Lanetlenmiş halklar, lanetlenmiş kişiler ve düşünceler ile hatırı sayılı metinler kutsal kitaplarda da yer alıyor. Yani yaradanın lanetinin sürekli aktığı eylemler ve oluşumlar da söz konusu. Durum böyle olunca yoğun bir negatif enerji taşıyan lanet sözcüğü hayatımızın orta yerine yerleşip duruyor .
Kültürün bir mirası
Özellikle ülkemizde son yıllarda meydana gelen olaylarda bu konuda yürüyüşler bile organize edilmiştir ve adı da bu kültürün bir mirası “Teröre Lanet Mitingi” olmuştur. Bu kadar yoğun karanlık ve negatif bir kelimeyi onbinlerce hatta yüz binlerce insanın dile getirmesi ve bu enerjiyi bir coğrafyaya yüklemesinin sonuçlarını varın siz düşünün. Burada bir adım daha ileri gidip lanetlenmiş ortadoğu halkları ve ülkelerinin yüzyıllardır bu savaş ve kan batağından kurtulamamasının nedeni sizce bu beddular ve lanetler ile işlenmiş olumsuz enerjilerden olabilir mi?
Ufak bir araştırma ile sadece Kuran’ı Kerimde 37 tane içinde Lanet geçen ayete rastladım, İncil’de ise daha kötü sonuçlar var ateşli, irinli hastalıklarla, veremle, kılıçla, lanetle tehdit ettiği gibi insanları lanetleyip daha kötü sonuçları getireceğini yazılıyor.
Burada konumuz dinler değil Lanet kültürü olduğu için biz yine toplumsal hareketlerin içine dönüyoruz. Hoş lanetin bu kadar yayılmasında kitaplarda yazan bu sözler çok fazla etkili olsa da genel mantıkta bakarsanız insanlar kendi sınırlarına müdahale eden fakat kendisinin, gücünün yetmediği ve canını yakan her eylemi lanet ile kabul ettiriyor kendisine.
Başaramadığında da kendisine lanet edebilme yeteneğine sahipler insanlar, “başaramadım, lanet olsun” diyerek başarısızlığa uğrayan benliğine de lanet okumaktan geri kalmamaktadır. Lanet, insanların ve toplumların geleceğine örtünen karanlık.

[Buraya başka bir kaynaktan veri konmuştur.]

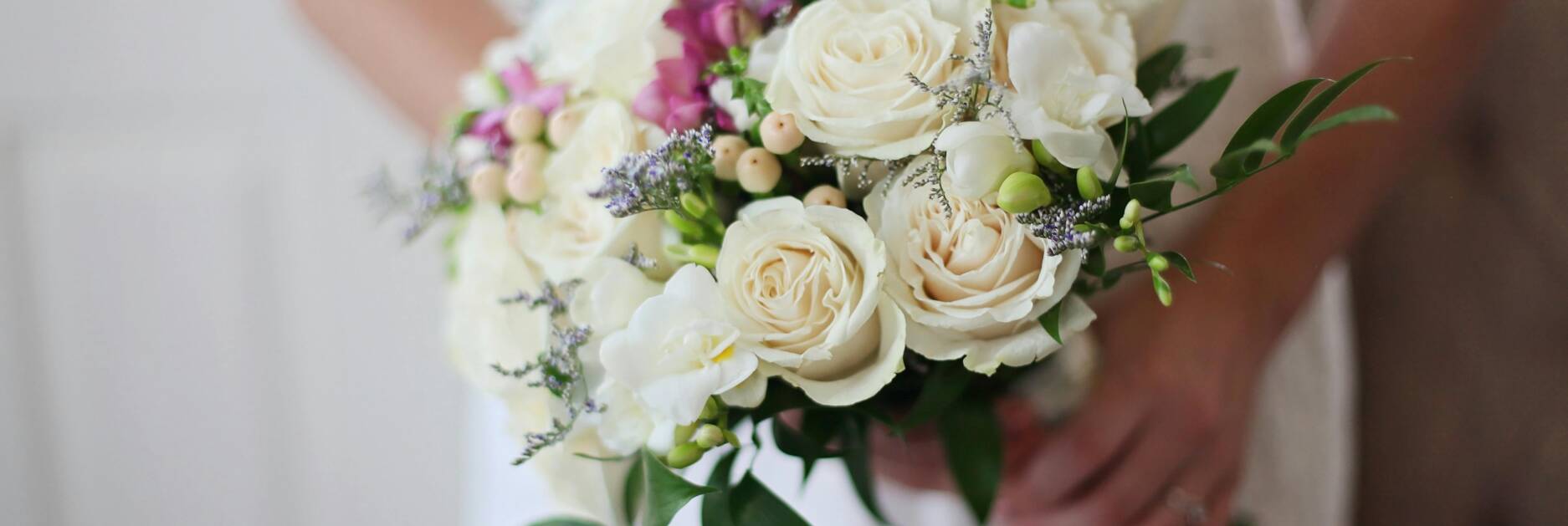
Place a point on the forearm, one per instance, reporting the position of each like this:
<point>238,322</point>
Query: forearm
<point>1278,231</point>
<point>412,50</point>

Her gün karşımıza çıkan olaylar ve durumlar için ülke olarak topyekün lanetler yağdırıp duruyoruz. Ona lanet, buna lanet, trafiğe lanet, sisteme lanet derken her günümüz ayrı bir karanlığa teslim oluyor. Her günü bir başkasından daha kötü yaşayıp ertesi güne yeni lanetlik zamanlar yaratıyoruz kendimize.
Büyülü aynadan gördüğümüz tüm negatif yansımalar bizim dile geldiğimiz sözcüklerin geri dönüşüdür. Bunu fark edersek ve dileklerimizi ve düşüncelerimizi sevgiye dönüştürebilirsek çarkı tersine çevirmeye başlayabiliriz.

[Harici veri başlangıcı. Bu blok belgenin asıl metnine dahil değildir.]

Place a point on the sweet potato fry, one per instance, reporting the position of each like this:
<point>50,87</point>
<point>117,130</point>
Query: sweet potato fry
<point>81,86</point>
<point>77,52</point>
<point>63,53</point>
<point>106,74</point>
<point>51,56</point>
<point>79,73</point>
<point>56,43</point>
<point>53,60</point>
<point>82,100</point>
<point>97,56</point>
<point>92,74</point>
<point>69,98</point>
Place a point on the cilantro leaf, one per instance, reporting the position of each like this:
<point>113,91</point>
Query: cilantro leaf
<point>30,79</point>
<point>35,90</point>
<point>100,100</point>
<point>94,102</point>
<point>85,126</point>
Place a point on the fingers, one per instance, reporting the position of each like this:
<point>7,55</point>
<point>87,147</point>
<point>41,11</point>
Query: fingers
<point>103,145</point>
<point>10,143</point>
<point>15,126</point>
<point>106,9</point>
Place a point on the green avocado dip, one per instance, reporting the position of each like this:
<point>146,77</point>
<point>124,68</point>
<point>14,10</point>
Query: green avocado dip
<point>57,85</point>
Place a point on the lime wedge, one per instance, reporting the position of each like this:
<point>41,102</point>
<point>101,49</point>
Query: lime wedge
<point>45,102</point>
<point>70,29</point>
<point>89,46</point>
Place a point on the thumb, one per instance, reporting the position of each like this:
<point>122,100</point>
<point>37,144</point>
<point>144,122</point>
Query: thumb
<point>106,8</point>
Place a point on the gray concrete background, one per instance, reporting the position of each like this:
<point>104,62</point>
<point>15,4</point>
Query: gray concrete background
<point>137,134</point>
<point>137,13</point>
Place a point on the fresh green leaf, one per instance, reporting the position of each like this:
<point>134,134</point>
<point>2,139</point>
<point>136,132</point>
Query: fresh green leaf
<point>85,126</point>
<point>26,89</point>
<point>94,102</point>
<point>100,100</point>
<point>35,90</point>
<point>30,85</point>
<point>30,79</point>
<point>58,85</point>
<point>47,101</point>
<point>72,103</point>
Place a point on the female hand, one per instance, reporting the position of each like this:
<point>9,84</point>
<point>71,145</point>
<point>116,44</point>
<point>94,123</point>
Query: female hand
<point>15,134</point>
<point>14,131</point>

Sevgiden eksiğiz, güzelliklerden mahrum bıraktık ruhumuzu. An be an karanlığın içinde küçük mumlar yakıp küçük düşler kurup mutluluklar diliyoruz. Oysa yaşadığımız en küçük olumsuzlukta devasa beddular ve lanetler ile kendimizi ve geleceğimizi karanlıklar altına alıyoruz.

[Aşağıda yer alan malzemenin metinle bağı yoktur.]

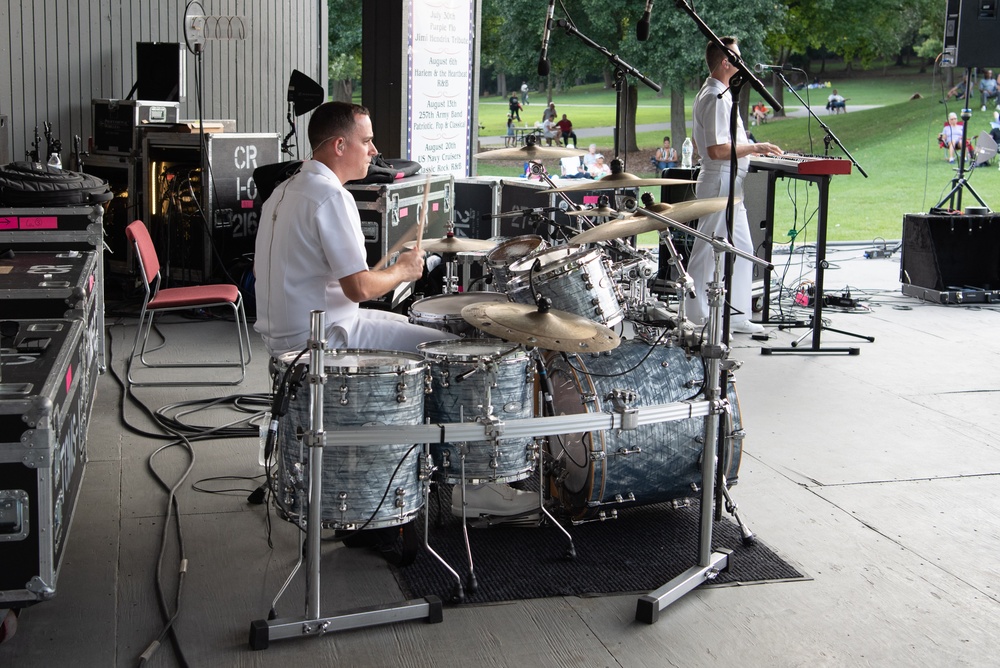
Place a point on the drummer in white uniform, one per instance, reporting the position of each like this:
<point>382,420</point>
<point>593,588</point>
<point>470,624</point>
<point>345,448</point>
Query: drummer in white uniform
<point>712,137</point>
<point>310,254</point>
<point>310,250</point>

Mutlu bir yarın olsun diye sevmeyi öğrenmeli ve öğretmeliyiz çocuklarımıza. Adına din deyin, adına bir ülkenin kurtuluşu deyin, bir ırkın mücadelesi deyin içinde ne olursa olsun sadece sevgiyi dile getirin ve lanet etmeyin. Bizi ancak SEVGİ kurtarır. Sevgi ile dile gelmiş yarınlar için geleceğinize ışık yakın.